The response to the show has cemented the concept of radio as community, and brings out the idealist in Solomon. "People I will not hear from for 365 days — people who I am out of touch with who aren’t necessarily friends, just voices that I recognize as callers over the years — will go out of their way to call every year. Just to kind of hear from everyone every year and know that everyone’s doing all right is totally sappy but completely worthwhile and legitimate."

The one year he skipped — 1995, when he spent Christmas driving cross-country to attend the Rose Bowl — convinced him to do everything in his power to be around for the show henceforth. "The next year, people were calling wondering where I had been… every year is just somewhat astonishing."

He recalls one year when a couple listening in their car stopped by to bring him coffee; former DJs stopping by to say hello; people calling up and continuing conversations from the year prior.

As an outgrowth of the show (and in the interest of making this holiday task a little simpler), Solomon, who runs My Pal God from his home, has just released volume two of The My Pal God Holiday Record. The 13-song compilation, available at www.mypalgodrecords.com and finer record stores, culls covers and original holiday songs solicited by Solomon and features tracks by indie rock stalwarts like The French Kicks ("Alabaster City"), Drums and Tuba ("Auld Lang Syne") and Emperor Penguin ("Erotic Xmas [Home for the Holograms]").

Volume one, released last year and nearly out of print, was inspired by the never-released song, "What Did Santa Claus Bring You For Christmas," recorded by garage punks The Law in 1981 at Boston’s Rathskellar. Since the song, taken off a tape by one of the band members, was only available in WPRB’s library, Solomon felt it deserved a larger audience. Starting there, he stacked up 20 tracks — including Atom & His Package’s "What WE Do On Christmas," Sean Na Na’s "Please, Daddy (Don’t Get Drunk This Christmas)," Crucial Youth’s "X-Mastime for the Skins" and The Goblins’ "Ha-Ha Hannukah" — for the first edition.

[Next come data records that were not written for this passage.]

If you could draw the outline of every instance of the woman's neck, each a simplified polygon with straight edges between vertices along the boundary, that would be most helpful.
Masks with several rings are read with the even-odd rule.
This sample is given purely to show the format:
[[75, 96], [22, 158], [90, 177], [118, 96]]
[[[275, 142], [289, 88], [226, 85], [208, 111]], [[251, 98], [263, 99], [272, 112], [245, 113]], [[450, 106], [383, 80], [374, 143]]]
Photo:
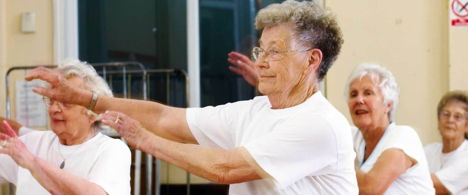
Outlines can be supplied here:
[[442, 138], [442, 153], [448, 153], [456, 150], [461, 145], [463, 141], [465, 141], [465, 137], [450, 139]]
[[284, 109], [303, 103], [318, 91], [318, 85], [315, 84], [308, 87], [300, 86], [286, 92], [268, 94], [267, 96], [272, 109]]
[[91, 138], [96, 136], [96, 134], [97, 134], [97, 131], [95, 130], [93, 128], [89, 132], [89, 133], [87, 133], [86, 135], [84, 135], [82, 136], [73, 137], [60, 137], [60, 136], [58, 136], [58, 141], [60, 141], [60, 144], [62, 145], [78, 145], [91, 139]]
[[366, 143], [366, 150], [364, 151], [364, 159], [367, 159], [368, 158], [373, 152], [375, 147], [377, 146], [379, 141], [385, 133], [385, 130], [390, 125], [390, 122], [388, 120], [385, 120], [381, 123], [379, 125], [375, 127], [366, 127], [366, 128], [359, 128], [362, 136], [364, 139], [364, 142]]

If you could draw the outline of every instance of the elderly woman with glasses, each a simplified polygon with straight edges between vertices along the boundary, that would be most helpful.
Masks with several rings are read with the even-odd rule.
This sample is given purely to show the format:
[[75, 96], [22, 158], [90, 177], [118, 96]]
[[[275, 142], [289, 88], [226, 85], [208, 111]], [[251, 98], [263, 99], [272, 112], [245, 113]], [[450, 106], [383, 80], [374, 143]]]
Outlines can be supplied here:
[[[231, 184], [232, 194], [357, 194], [349, 124], [318, 90], [343, 42], [336, 16], [310, 1], [287, 0], [260, 10], [255, 23], [263, 32], [252, 53], [266, 96], [186, 109], [99, 96], [93, 111], [129, 144]], [[90, 103], [91, 93], [58, 76], [38, 68], [26, 79], [51, 84], [33, 89], [39, 94]]]
[[437, 106], [442, 143], [424, 147], [436, 194], [468, 194], [468, 94], [446, 94]]
[[358, 65], [348, 79], [359, 194], [434, 194], [419, 137], [395, 124], [399, 91], [392, 73], [377, 64]]
[[[70, 86], [112, 97], [90, 65], [69, 59], [55, 71]], [[3, 121], [9, 135], [0, 134], [0, 184], [13, 183], [18, 195], [129, 194], [128, 146], [99, 132], [105, 126], [92, 108], [56, 100], [44, 98], [51, 131], [18, 137]]]

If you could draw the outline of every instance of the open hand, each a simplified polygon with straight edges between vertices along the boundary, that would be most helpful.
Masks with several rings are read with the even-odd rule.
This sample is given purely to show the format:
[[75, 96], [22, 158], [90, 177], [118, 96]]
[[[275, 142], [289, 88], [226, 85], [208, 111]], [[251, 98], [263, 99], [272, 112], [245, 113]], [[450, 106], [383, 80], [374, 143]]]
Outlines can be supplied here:
[[82, 89], [70, 84], [60, 73], [44, 67], [33, 70], [24, 77], [24, 79], [28, 81], [38, 79], [50, 83], [51, 88], [48, 89], [35, 87], [33, 88], [32, 91], [60, 102], [76, 104], [77, 101], [75, 100], [80, 100], [80, 97], [84, 93]]
[[28, 168], [29, 163], [34, 163], [34, 155], [18, 138], [8, 123], [3, 121], [2, 123], [9, 135], [0, 133], [0, 146], [1, 146], [0, 153], [10, 156], [20, 166]]
[[254, 87], [258, 83], [258, 70], [250, 58], [244, 55], [232, 51], [227, 54], [227, 61], [234, 65], [229, 66], [231, 71], [242, 75], [249, 84]]
[[151, 136], [154, 136], [138, 121], [119, 112], [106, 111], [99, 115], [98, 120], [117, 131], [129, 145], [142, 151], [147, 149], [144, 147], [142, 148], [142, 145]]

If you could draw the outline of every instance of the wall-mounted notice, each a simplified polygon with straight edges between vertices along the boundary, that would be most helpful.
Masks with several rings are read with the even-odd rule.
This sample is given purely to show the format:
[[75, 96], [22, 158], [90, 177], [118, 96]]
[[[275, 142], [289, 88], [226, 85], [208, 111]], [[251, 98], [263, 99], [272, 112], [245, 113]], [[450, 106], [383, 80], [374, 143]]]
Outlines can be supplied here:
[[450, 0], [450, 26], [468, 27], [468, 0]]
[[44, 87], [44, 81], [16, 81], [16, 122], [26, 127], [45, 127], [47, 112], [42, 96], [32, 92], [32, 87]]

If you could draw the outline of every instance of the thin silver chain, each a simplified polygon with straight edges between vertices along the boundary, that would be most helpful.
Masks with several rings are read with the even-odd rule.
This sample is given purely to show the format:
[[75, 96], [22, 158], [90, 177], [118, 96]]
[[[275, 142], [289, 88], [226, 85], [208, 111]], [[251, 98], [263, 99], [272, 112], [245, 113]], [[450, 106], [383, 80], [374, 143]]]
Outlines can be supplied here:
[[88, 140], [89, 140], [91, 139], [92, 138], [93, 138], [93, 137], [95, 137], [95, 136], [96, 136], [96, 135], [97, 135], [97, 131], [96, 131], [96, 133], [95, 133], [95, 134], [94, 134], [94, 135], [93, 135], [93, 136], [91, 136], [91, 137], [90, 137], [90, 138], [89, 138], [89, 139], [88, 139], [88, 140], [86, 140], [86, 141], [85, 141], [84, 142], [83, 142], [82, 143], [81, 143], [81, 145], [80, 145], [80, 147], [78, 147], [78, 148], [77, 148], [77, 149], [76, 149], [76, 150], [75, 150], [74, 151], [73, 151], [73, 152], [72, 152], [72, 153], [70, 153], [70, 155], [68, 155], [68, 156], [66, 157], [66, 158], [64, 158], [64, 157], [63, 157], [63, 155], [62, 155], [62, 152], [60, 152], [60, 139], [59, 139], [59, 140], [58, 140], [58, 152], [60, 152], [60, 156], [62, 156], [62, 159], [63, 159], [63, 161], [64, 161], [64, 162], [65, 162], [65, 160], [66, 160], [66, 159], [68, 159], [68, 157], [70, 157], [70, 156], [72, 156], [72, 154], [73, 154], [73, 152], [76, 152], [76, 151], [78, 150], [78, 149], [80, 149], [80, 148], [81, 148], [81, 146], [83, 146], [83, 144], [84, 144], [84, 143], [85, 143], [85, 142], [86, 142], [88, 141]]

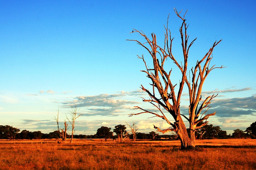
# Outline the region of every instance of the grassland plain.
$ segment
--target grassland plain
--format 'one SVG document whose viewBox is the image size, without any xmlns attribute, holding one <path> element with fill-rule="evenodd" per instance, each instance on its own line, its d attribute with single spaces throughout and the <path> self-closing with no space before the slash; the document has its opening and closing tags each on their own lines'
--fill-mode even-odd
<svg viewBox="0 0 256 170">
<path fill-rule="evenodd" d="M 177 141 L 75 139 L 0 141 L 1 169 L 256 169 L 256 140 Z"/>
</svg>

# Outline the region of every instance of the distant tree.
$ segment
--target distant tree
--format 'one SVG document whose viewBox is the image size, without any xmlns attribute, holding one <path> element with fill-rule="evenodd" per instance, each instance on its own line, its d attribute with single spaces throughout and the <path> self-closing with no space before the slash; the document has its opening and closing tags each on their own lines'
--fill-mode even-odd
<svg viewBox="0 0 256 170">
<path fill-rule="evenodd" d="M 59 131 L 55 130 L 49 133 L 49 138 L 50 139 L 57 139 L 59 137 Z"/>
<path fill-rule="evenodd" d="M 244 138 L 245 136 L 245 133 L 244 131 L 239 129 L 234 130 L 234 132 L 231 136 L 233 138 Z"/>
<path fill-rule="evenodd" d="M 33 135 L 33 139 L 40 139 L 42 138 L 43 133 L 42 133 L 41 131 L 35 131 L 32 132 Z"/>
<path fill-rule="evenodd" d="M 8 138 L 10 141 L 14 140 L 20 129 L 12 126 L 6 125 L 0 126 L 0 137 L 2 139 Z"/>
<path fill-rule="evenodd" d="M 58 144 L 60 143 L 60 142 L 59 141 L 60 138 L 60 136 L 61 135 L 61 133 L 60 133 L 60 128 L 59 126 L 59 107 L 58 107 L 58 109 L 57 110 L 57 115 L 56 117 L 54 116 L 54 119 L 56 121 L 56 122 L 57 123 L 57 125 L 58 126 L 58 131 L 59 133 L 59 135 L 58 135 Z"/>
<path fill-rule="evenodd" d="M 226 136 L 227 132 L 220 130 L 220 126 L 214 126 L 212 124 L 206 124 L 197 130 L 196 135 L 197 138 L 200 139 L 202 139 L 203 136 L 204 138 L 208 139 L 219 137 L 226 138 L 227 137 L 225 136 L 225 134 Z"/>
<path fill-rule="evenodd" d="M 72 126 L 72 131 L 71 133 L 71 140 L 70 141 L 70 143 L 72 143 L 73 142 L 73 135 L 75 132 L 75 123 L 76 122 L 76 120 L 79 116 L 83 115 L 83 114 L 78 114 L 78 112 L 79 111 L 79 110 L 81 107 L 78 108 L 76 107 L 76 106 L 75 106 L 75 107 L 71 107 L 71 110 L 69 111 L 69 112 L 71 113 L 70 116 L 71 118 L 69 119 L 68 117 L 67 117 L 67 118 L 68 120 L 71 124 L 71 126 Z"/>
<path fill-rule="evenodd" d="M 151 132 L 149 132 L 149 135 L 150 135 L 150 136 L 152 138 L 152 139 L 154 139 L 156 137 L 159 135 L 159 134 L 158 133 L 156 133 L 156 132 L 154 131 L 151 131 Z"/>
<path fill-rule="evenodd" d="M 252 123 L 245 131 L 252 139 L 256 139 L 256 122 Z"/>
<path fill-rule="evenodd" d="M 28 135 L 29 131 L 27 130 L 23 130 L 20 133 L 20 136 L 21 139 L 28 139 Z"/>
<path fill-rule="evenodd" d="M 125 134 L 127 132 L 125 130 L 126 127 L 125 125 L 120 124 L 115 127 L 113 132 L 116 133 L 117 135 L 118 142 L 122 142 L 124 138 L 124 134 Z"/>
<path fill-rule="evenodd" d="M 220 130 L 218 132 L 217 138 L 218 139 L 227 139 L 227 131 L 226 130 Z"/>
<path fill-rule="evenodd" d="M 174 9 L 174 11 L 178 17 L 181 20 L 179 29 L 182 54 L 181 61 L 177 60 L 178 57 L 175 56 L 173 53 L 172 47 L 173 38 L 171 37 L 171 31 L 168 29 L 168 19 L 166 26 L 164 27 L 164 41 L 162 47 L 159 43 L 157 44 L 158 41 L 156 40 L 156 36 L 154 33 L 152 33 L 149 37 L 142 31 L 133 29 L 132 32 L 138 33 L 144 39 L 145 42 L 128 40 L 136 42 L 148 52 L 151 61 L 146 60 L 143 55 L 141 56 L 138 55 L 138 58 L 142 60 L 145 67 L 145 70 L 142 71 L 150 79 L 150 85 L 152 86 L 152 90 L 150 91 L 148 88 L 141 85 L 141 89 L 149 96 L 148 99 L 143 98 L 143 101 L 152 105 L 157 111 L 152 111 L 135 106 L 135 109 L 140 110 L 141 112 L 130 114 L 130 116 L 148 113 L 153 115 L 153 117 L 157 117 L 164 120 L 170 125 L 169 127 L 162 129 L 154 126 L 154 128 L 163 133 L 175 132 L 180 140 L 181 149 L 185 149 L 195 147 L 196 130 L 206 124 L 209 117 L 215 114 L 216 112 L 207 114 L 207 111 L 212 100 L 218 94 L 213 94 L 204 99 L 203 99 L 201 94 L 203 85 L 209 73 L 215 69 L 223 68 L 222 66 L 216 67 L 215 65 L 210 64 L 213 49 L 221 40 L 215 41 L 205 53 L 205 55 L 197 60 L 195 66 L 189 67 L 189 66 L 191 65 L 188 62 L 189 61 L 189 51 L 196 38 L 189 41 L 189 36 L 187 34 L 188 25 L 185 18 L 187 12 L 182 16 L 180 14 L 181 11 L 179 12 Z M 181 58 L 179 59 L 180 58 Z M 149 61 L 150 63 L 148 63 Z M 170 62 L 168 63 L 169 61 Z M 171 65 L 172 64 L 173 65 Z M 179 82 L 174 82 L 174 79 L 172 78 L 173 74 L 172 66 L 174 66 L 180 73 Z M 174 79 L 175 80 L 175 79 Z M 186 86 L 188 87 L 189 103 L 187 114 L 185 115 L 181 113 L 180 105 L 181 98 L 184 93 L 183 89 Z M 178 88 L 176 89 L 177 87 Z M 166 116 L 165 111 L 173 118 L 173 122 L 171 122 L 168 116 Z M 189 123 L 189 136 L 182 117 Z"/>
<path fill-rule="evenodd" d="M 136 133 L 137 139 L 146 139 L 148 138 L 148 135 L 144 133 L 138 132 Z"/>
<path fill-rule="evenodd" d="M 126 123 L 127 125 L 129 126 L 130 128 L 131 128 L 130 132 L 132 134 L 132 139 L 133 139 L 133 141 L 135 141 L 136 140 L 136 132 L 139 129 L 139 128 L 135 125 L 136 123 L 133 122 L 132 126 L 131 126 L 130 125 L 128 124 L 127 122 L 126 122 Z"/>
<path fill-rule="evenodd" d="M 111 128 L 108 128 L 105 126 L 101 126 L 97 130 L 96 135 L 98 138 L 104 138 L 105 141 L 109 139 L 112 136 L 113 132 L 110 131 Z"/>
</svg>

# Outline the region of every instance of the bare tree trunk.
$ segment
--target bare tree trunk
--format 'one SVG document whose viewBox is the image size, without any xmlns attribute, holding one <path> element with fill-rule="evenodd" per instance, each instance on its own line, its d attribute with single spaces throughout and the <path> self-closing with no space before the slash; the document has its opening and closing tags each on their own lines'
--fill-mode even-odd
<svg viewBox="0 0 256 170">
<path fill-rule="evenodd" d="M 202 96 L 201 94 L 204 82 L 209 73 L 215 69 L 222 68 L 224 67 L 223 66 L 218 67 L 216 67 L 215 65 L 212 66 L 210 65 L 212 58 L 213 49 L 221 41 L 221 40 L 213 43 L 204 56 L 201 60 L 197 60 L 194 67 L 192 67 L 191 69 L 188 68 L 188 70 L 190 70 L 189 73 L 188 73 L 188 51 L 196 38 L 192 40 L 190 43 L 188 42 L 189 36 L 187 33 L 188 25 L 185 18 L 187 12 L 182 16 L 180 15 L 181 11 L 179 12 L 176 9 L 174 10 L 177 16 L 182 20 L 179 29 L 183 54 L 183 59 L 181 61 L 177 60 L 172 52 L 173 38 L 171 37 L 171 31 L 168 29 L 169 16 L 166 27 L 164 26 L 166 32 L 164 34 L 165 37 L 163 47 L 161 47 L 157 44 L 156 36 L 154 33 L 151 33 L 151 40 L 142 31 L 134 29 L 131 33 L 138 33 L 144 38 L 146 42 L 141 42 L 137 40 L 128 40 L 135 41 L 145 48 L 152 60 L 151 61 L 151 65 L 149 65 L 146 63 L 143 55 L 141 57 L 138 55 L 139 58 L 142 60 L 146 67 L 145 70 L 141 71 L 145 73 L 147 77 L 152 81 L 150 83 L 152 87 L 151 91 L 141 85 L 141 89 L 147 92 L 149 96 L 148 99 L 142 98 L 142 101 L 148 102 L 156 108 L 156 111 L 151 111 L 139 106 L 134 106 L 135 107 L 134 109 L 140 109 L 141 112 L 130 114 L 129 116 L 148 113 L 154 115 L 152 117 L 158 117 L 165 120 L 170 125 L 169 128 L 161 129 L 155 125 L 154 128 L 157 129 L 157 131 L 163 133 L 172 131 L 175 132 L 180 137 L 181 148 L 183 149 L 195 146 L 196 130 L 206 124 L 208 122 L 207 120 L 209 117 L 215 115 L 216 112 L 209 114 L 207 114 L 206 112 L 210 107 L 209 105 L 211 100 L 217 96 L 218 94 L 213 94 L 202 101 Z M 173 82 L 171 78 L 172 69 L 166 70 L 170 68 L 169 65 L 167 67 L 164 66 L 164 64 L 167 62 L 167 59 L 170 59 L 174 65 L 177 66 L 178 70 L 180 71 L 182 76 L 180 79 L 179 83 Z M 180 110 L 180 105 L 182 100 L 181 97 L 183 93 L 183 91 L 185 85 L 188 86 L 189 99 L 188 113 L 186 115 L 181 114 Z M 178 85 L 177 86 L 178 89 L 175 91 L 175 88 L 177 85 Z M 199 103 L 201 105 L 199 104 Z M 172 123 L 169 121 L 169 118 L 165 116 L 165 113 L 163 112 L 163 110 L 170 113 L 174 118 L 174 122 Z M 189 136 L 181 115 L 189 123 Z"/>
</svg>

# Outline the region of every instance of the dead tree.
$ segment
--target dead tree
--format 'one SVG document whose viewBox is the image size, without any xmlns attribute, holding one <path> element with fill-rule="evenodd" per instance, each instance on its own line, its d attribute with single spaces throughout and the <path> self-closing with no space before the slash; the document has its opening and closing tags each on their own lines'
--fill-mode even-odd
<svg viewBox="0 0 256 170">
<path fill-rule="evenodd" d="M 73 142 L 73 135 L 75 131 L 75 123 L 76 122 L 76 120 L 79 116 L 82 115 L 83 114 L 77 114 L 81 107 L 78 108 L 76 107 L 76 106 L 75 107 L 71 107 L 71 110 L 69 111 L 69 112 L 71 113 L 70 114 L 71 118 L 69 119 L 68 117 L 66 117 L 68 120 L 68 122 L 71 124 L 71 125 L 72 126 L 72 131 L 71 131 L 71 140 L 70 141 L 70 143 L 72 144 Z"/>
<path fill-rule="evenodd" d="M 131 126 L 130 125 L 128 124 L 127 123 L 127 122 L 126 122 L 126 123 L 129 126 L 129 127 L 130 127 L 131 128 L 131 132 L 132 134 L 132 136 L 133 137 L 133 141 L 135 141 L 136 140 L 136 132 L 139 129 L 139 128 L 137 127 L 137 126 L 135 125 L 135 124 L 136 124 L 136 123 L 133 122 L 133 124 L 132 124 L 132 126 Z"/>
<path fill-rule="evenodd" d="M 196 130 L 206 124 L 209 117 L 215 115 L 216 112 L 207 114 L 207 112 L 210 107 L 209 105 L 211 100 L 218 94 L 213 94 L 202 99 L 201 95 L 202 88 L 207 76 L 213 70 L 223 68 L 210 66 L 210 63 L 212 58 L 212 54 L 213 49 L 221 40 L 215 41 L 205 55 L 199 60 L 198 60 L 194 67 L 192 67 L 188 71 L 188 52 L 190 47 L 196 39 L 196 38 L 189 43 L 188 36 L 187 33 L 188 25 L 185 18 L 186 12 L 183 16 L 180 15 L 181 11 L 179 12 L 174 8 L 174 11 L 179 18 L 182 21 L 180 32 L 181 38 L 181 46 L 183 52 L 183 61 L 176 60 L 172 52 L 173 38 L 171 35 L 171 31 L 168 29 L 167 18 L 166 27 L 164 26 L 165 39 L 163 47 L 160 47 L 156 43 L 156 37 L 154 33 L 151 34 L 152 39 L 148 37 L 142 31 L 134 29 L 133 33 L 137 33 L 146 40 L 145 42 L 141 42 L 137 40 L 129 40 L 136 42 L 145 48 L 148 52 L 152 60 L 153 66 L 150 67 L 146 63 L 142 55 L 141 57 L 138 55 L 144 63 L 146 70 L 141 71 L 145 73 L 147 77 L 152 81 L 150 85 L 152 90 L 150 91 L 141 85 L 141 88 L 147 92 L 149 96 L 148 99 L 143 98 L 143 101 L 149 102 L 155 107 L 157 112 L 153 112 L 142 108 L 139 106 L 135 106 L 134 109 L 142 110 L 137 114 L 130 114 L 129 116 L 145 113 L 149 113 L 153 115 L 153 117 L 158 117 L 165 120 L 170 125 L 165 129 L 161 129 L 154 126 L 157 131 L 163 133 L 173 131 L 176 133 L 179 137 L 182 149 L 186 149 L 195 146 L 195 132 Z M 167 59 L 169 60 L 167 61 Z M 171 80 L 172 69 L 168 69 L 167 66 L 164 65 L 166 61 L 171 61 L 174 63 L 181 73 L 181 77 L 179 83 L 174 83 Z M 175 88 L 178 84 L 177 90 Z M 187 115 L 180 113 L 180 106 L 181 97 L 184 85 L 188 87 L 189 94 L 189 105 Z M 176 92 L 177 93 L 176 94 Z M 165 115 L 164 110 L 169 113 L 174 119 L 174 122 L 171 122 L 169 119 Z M 182 116 L 188 121 L 189 123 L 190 135 L 188 136 L 185 124 Z M 198 125 L 199 123 L 200 125 Z"/>
<path fill-rule="evenodd" d="M 57 110 L 57 116 L 56 117 L 54 116 L 54 118 L 53 118 L 56 121 L 56 122 L 57 122 L 57 125 L 58 125 L 58 144 L 60 143 L 60 142 L 59 141 L 59 140 L 60 139 L 60 136 L 61 135 L 61 133 L 60 133 L 60 128 L 59 128 L 59 107 L 58 107 L 58 110 Z"/>
</svg>

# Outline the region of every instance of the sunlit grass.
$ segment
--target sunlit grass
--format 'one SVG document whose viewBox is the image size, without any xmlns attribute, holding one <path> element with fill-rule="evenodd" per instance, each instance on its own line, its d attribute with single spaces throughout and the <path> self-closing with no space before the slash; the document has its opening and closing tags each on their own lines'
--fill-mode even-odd
<svg viewBox="0 0 256 170">
<path fill-rule="evenodd" d="M 42 144 L 40 141 L 37 144 L 1 141 L 0 168 L 253 169 L 256 169 L 255 141 L 197 141 L 199 146 L 190 151 L 180 150 L 178 141 L 118 143 L 111 140 L 76 140 L 72 144 L 51 141 Z M 236 147 L 234 142 L 237 144 Z M 210 144 L 213 143 L 215 147 Z M 241 145 L 238 147 L 238 144 Z"/>
</svg>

With plans for a volume three, plus a tentative reissue of volumes one and two as a double-CD with bonus tracks, Solomon is quickly filling the void as far as indie rock holiday anthems are concerned. "The more volumes of this [I put out], eventually if, say, there were 24 hours of music, then I could just put a bunch of CDs on shuffle and read a book," jokes Solomon.

The 13th annual 24-hour holiday radio show, Sun., Dec. 24, 7 p.m. to Mon., Dec. 25, 7 p.m. on WPRB, 103.3 FM, or on the web www.wprb.com.